А тут ещё стукач Саня собрался на этап. Несмотря на свой тюремный статус, мы собрали его как положено, как собрали бы порядочного арестанта, и проводили на зону. У нас он больше не стучал и своё слово, данное мне после переезда из пресс-хаты, сдержал. В Московской области было две зоны для несовершеннолетних преступников: «Икша» (посёлок Икша) и «Можайка» (посёлок имени Дзержинского под Можайском). Но возили порой и в Брянск, и в Курск.

Уехал Санёк, проходит пару недель и меня, Змея и Бахарика дёргают к операм на административный корпус. В кабинете сидит Гмырин и какой-то незнакомый мент.

— Ну что, доигрались? — спрашивает Гмырин. — Уголовное дело на вас могут завести.

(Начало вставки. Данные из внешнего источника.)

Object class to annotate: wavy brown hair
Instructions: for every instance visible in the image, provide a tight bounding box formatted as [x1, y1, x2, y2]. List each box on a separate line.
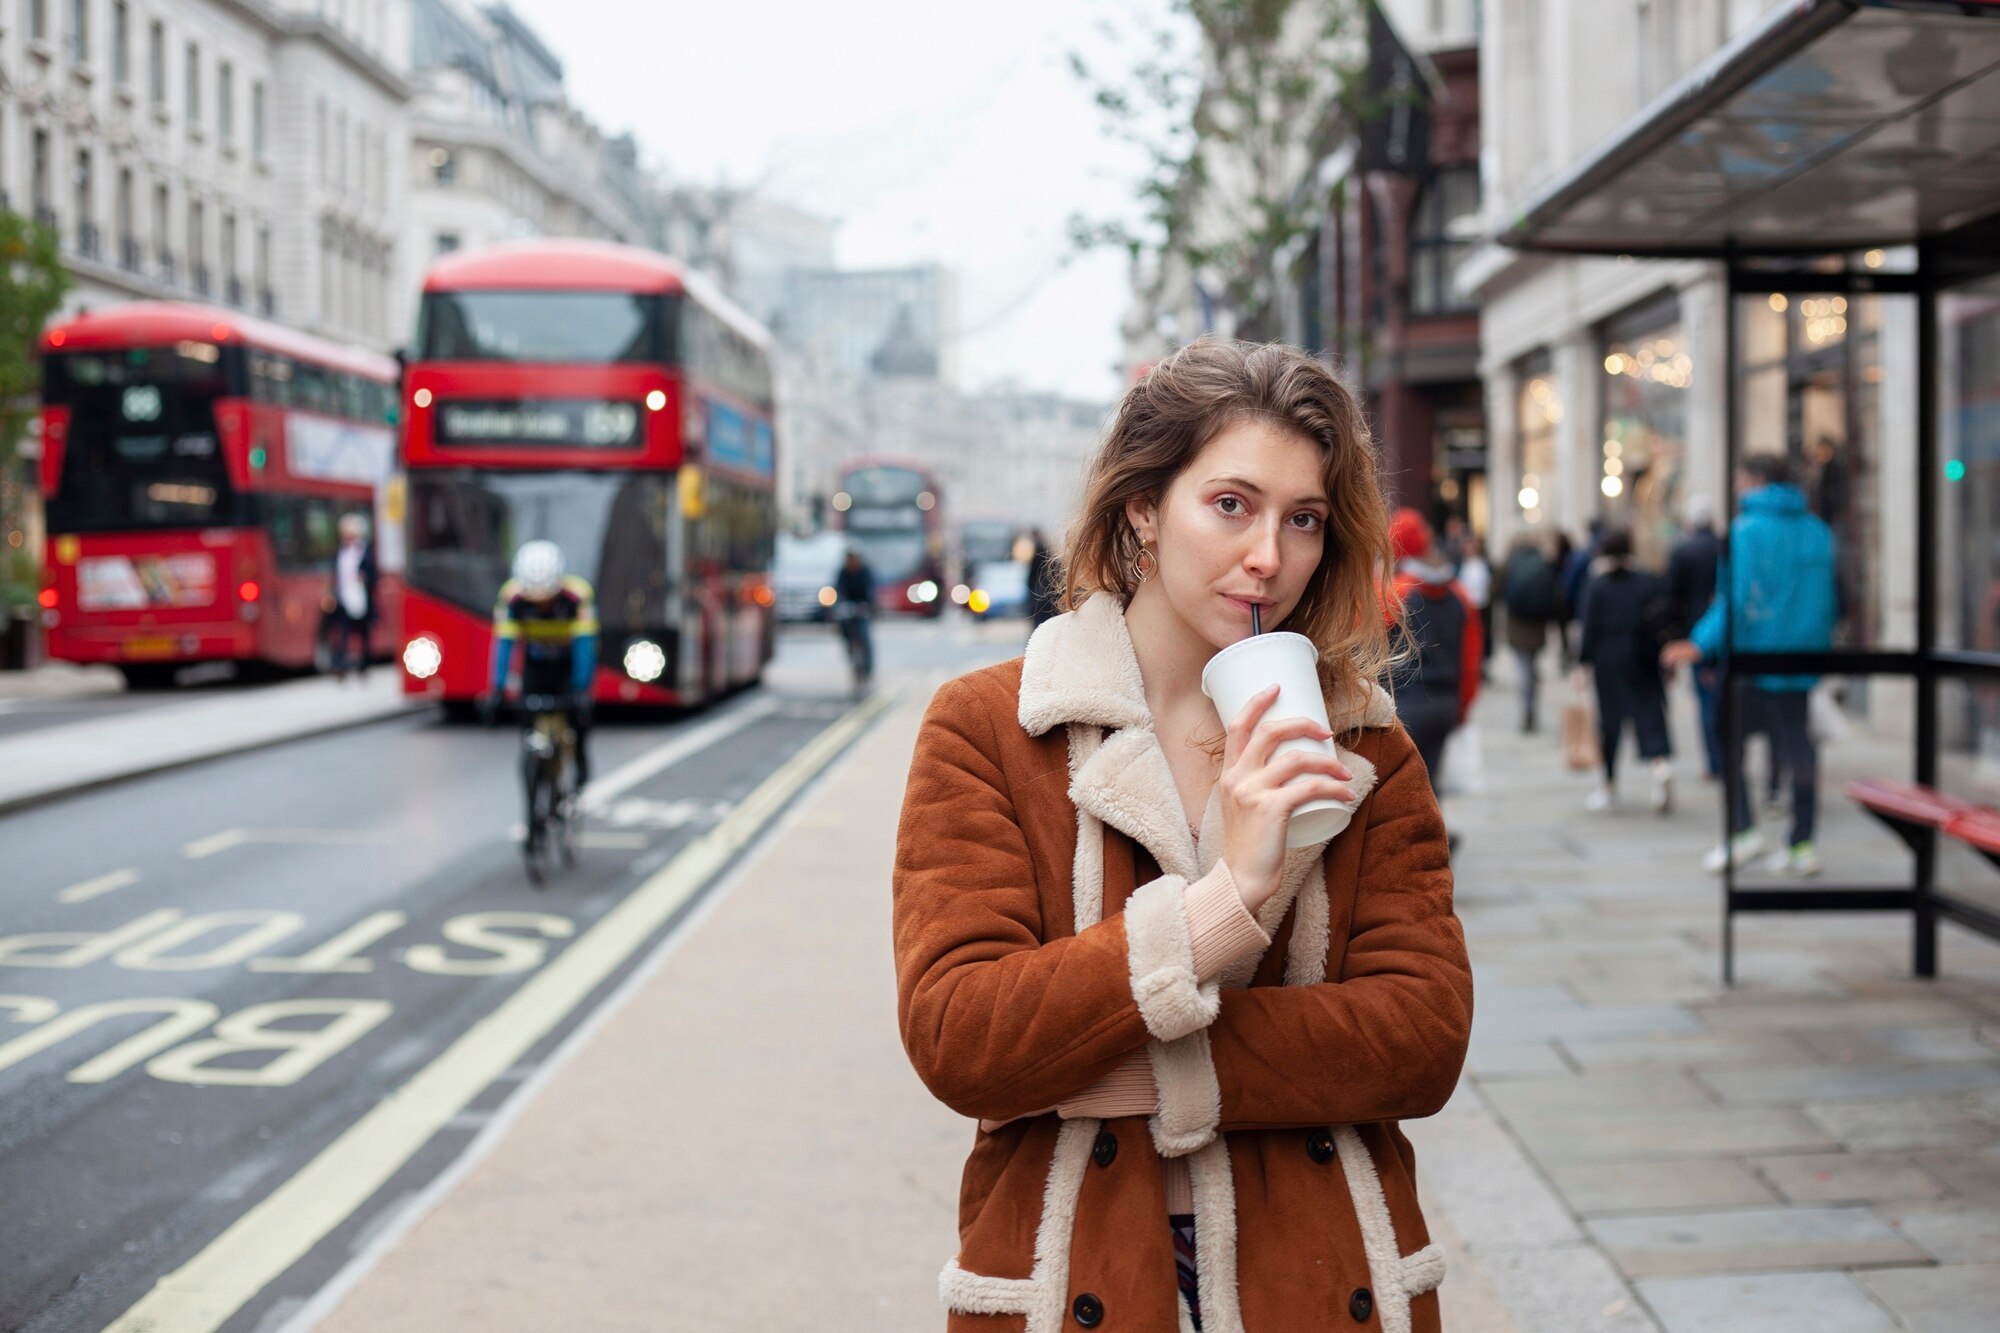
[1059, 337, 1400, 728]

Мы в непонятках. Оказывается, приехав на Икшу, Саня, сука этакая, сломился в БМ. БМ расшифровывается как «безопасное место», одиночная камера на зоне, куда могут посадить при угрозе жизни. В БМ в основном сидят стукачи, фуфлыжники, ломовые. Но нас волновало не то, что он сломился с зоны. При медосмотре у Санька нашли синяки. Подвох в том, что от нас он уезжал чистенький и откормленный, а на зону приехал в гематомах. Может, по этапу его кто прессанул, а может активисты по приезду. Кто ж теперь знает? Но это ещё полбеды. Что же наделала эта падла, из-за чего мы сейчас стояли и давали устное объяснение операм? Эта сука взяла и написала в объяснительной, что мы его в хате якобы унижали, избивали, а особенно выделился в этом Бахарик. Нашему негодованию не было предела! К Саньку относились по-человечески, за всё время пребывания в 608 и 610 его никто ни разу пальцем не тронул, а он взял и кляузу такую накатал. Я сидел, слушал это и думал, что попадись он мне, собственными руками бы разорвал. Ведь именно я тянул за него мазу, доводил[172] всем, что к нему нужно относиться по-человечески, дать ему шанс, а он взял и подставил так всю хату.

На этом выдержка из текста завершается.